Nonfarm wage and salary jobs were up only 6,500, the lowest month since the loss posted in September 2021.

Nonfarm jobs nationally were up 235,000, posting the third month in a row above of the pre-pandemic peak in February 2020.

The September numbers kept California at regaining 99% of the nonfarm jobs shuttered in the state shutdowns, while the US as a whole was 2% above. The seasonally adjusted numbers for California showed gains in 9 industries and losses in the other 9, with the increases led by Educational Services (8,200), Accommodation & Food Services (7,900), and Health Care & Social Assistance (6,800). Losses were led by Government (-16,100), Retail Trade (-4,200), and Management of Companies & Enterprises (-1,400).

Job Openings

1.16 mil
Job Openings

California unfilled job openings at the end of August dropped 106,000 (8.4%) to 1.163 million as hiring plans were revised likely due to a combination of the changing economic conditions and continuing labor shortages.
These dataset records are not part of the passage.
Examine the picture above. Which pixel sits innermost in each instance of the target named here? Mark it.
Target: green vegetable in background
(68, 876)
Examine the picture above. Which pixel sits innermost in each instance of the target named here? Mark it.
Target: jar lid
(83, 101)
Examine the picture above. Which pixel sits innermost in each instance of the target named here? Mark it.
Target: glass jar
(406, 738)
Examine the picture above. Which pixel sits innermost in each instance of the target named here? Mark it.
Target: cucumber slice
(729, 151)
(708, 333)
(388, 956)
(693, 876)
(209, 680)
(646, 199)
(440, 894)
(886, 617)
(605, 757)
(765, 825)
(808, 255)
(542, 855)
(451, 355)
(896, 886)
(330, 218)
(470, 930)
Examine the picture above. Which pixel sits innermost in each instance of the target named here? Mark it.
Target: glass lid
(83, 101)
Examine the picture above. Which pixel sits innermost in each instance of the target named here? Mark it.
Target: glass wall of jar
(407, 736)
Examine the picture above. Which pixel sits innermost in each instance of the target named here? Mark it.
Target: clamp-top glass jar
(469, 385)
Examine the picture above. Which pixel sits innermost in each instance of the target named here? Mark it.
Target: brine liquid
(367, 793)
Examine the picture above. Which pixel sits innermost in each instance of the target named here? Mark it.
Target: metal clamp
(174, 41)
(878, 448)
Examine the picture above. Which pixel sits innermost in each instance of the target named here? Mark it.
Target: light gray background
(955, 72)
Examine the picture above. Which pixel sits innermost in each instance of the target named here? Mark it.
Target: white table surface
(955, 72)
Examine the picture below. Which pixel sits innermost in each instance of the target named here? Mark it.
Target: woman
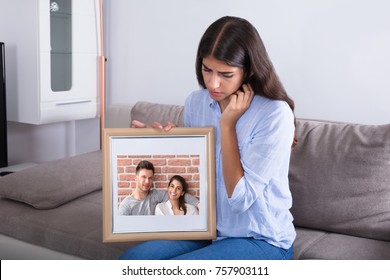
(244, 100)
(176, 205)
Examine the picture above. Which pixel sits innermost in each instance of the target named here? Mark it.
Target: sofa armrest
(118, 115)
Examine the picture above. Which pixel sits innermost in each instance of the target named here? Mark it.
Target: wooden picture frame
(181, 150)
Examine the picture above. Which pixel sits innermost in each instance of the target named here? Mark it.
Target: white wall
(332, 55)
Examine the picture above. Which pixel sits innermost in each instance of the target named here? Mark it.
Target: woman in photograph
(176, 205)
(244, 100)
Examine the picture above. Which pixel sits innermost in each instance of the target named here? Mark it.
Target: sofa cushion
(314, 244)
(147, 113)
(48, 185)
(339, 178)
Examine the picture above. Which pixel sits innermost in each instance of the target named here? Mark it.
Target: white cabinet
(52, 65)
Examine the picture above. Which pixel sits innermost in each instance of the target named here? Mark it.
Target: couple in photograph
(145, 200)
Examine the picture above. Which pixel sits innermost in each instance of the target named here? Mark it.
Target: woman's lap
(225, 249)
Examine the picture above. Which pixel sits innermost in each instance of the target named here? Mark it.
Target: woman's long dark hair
(236, 42)
(182, 202)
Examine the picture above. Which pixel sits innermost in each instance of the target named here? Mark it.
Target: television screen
(3, 112)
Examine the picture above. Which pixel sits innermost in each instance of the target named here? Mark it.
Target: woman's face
(221, 80)
(175, 190)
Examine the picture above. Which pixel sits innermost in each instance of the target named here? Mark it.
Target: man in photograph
(144, 198)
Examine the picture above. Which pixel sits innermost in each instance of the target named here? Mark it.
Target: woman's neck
(176, 207)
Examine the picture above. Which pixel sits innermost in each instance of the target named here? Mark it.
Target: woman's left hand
(238, 104)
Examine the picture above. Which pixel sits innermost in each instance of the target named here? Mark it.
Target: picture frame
(184, 151)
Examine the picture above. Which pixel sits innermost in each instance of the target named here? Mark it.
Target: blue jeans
(224, 249)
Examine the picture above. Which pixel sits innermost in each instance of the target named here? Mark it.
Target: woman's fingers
(137, 124)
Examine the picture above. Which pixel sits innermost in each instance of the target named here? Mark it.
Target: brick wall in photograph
(165, 166)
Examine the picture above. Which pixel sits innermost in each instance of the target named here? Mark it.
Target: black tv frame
(3, 111)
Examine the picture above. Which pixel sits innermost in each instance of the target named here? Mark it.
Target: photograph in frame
(187, 152)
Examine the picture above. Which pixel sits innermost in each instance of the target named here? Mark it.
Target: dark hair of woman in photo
(184, 184)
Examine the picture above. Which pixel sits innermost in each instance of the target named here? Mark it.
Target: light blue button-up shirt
(259, 206)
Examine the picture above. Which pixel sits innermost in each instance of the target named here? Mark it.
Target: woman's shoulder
(269, 106)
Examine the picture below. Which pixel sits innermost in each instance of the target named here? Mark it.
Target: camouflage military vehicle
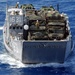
(37, 36)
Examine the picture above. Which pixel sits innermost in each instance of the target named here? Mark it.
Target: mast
(7, 22)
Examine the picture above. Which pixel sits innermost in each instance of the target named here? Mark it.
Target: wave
(1, 28)
(7, 59)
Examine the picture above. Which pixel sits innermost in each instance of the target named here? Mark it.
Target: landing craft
(37, 36)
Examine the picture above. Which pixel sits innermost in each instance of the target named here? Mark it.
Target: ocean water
(10, 66)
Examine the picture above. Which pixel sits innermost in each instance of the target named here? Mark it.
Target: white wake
(7, 59)
(1, 28)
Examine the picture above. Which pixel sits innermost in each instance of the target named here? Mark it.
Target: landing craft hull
(39, 51)
(45, 52)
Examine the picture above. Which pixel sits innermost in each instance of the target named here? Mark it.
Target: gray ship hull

Nationally, job openings were down somewhat more, showing a drop of 10.0% to 10.1 million. Substantial potential remains for further jobs and economic growth, but the numbers are beginning to recede from their highs at the beginning of the year.

Counties with Double-Digit Unemployment

Counties with Unemployment Above 10%

The number of counties with an unemployment rate at 10% or more remained at 1. The unadjusted rates ranged from 1.9% in San Mateo to 16.0% in Imperial.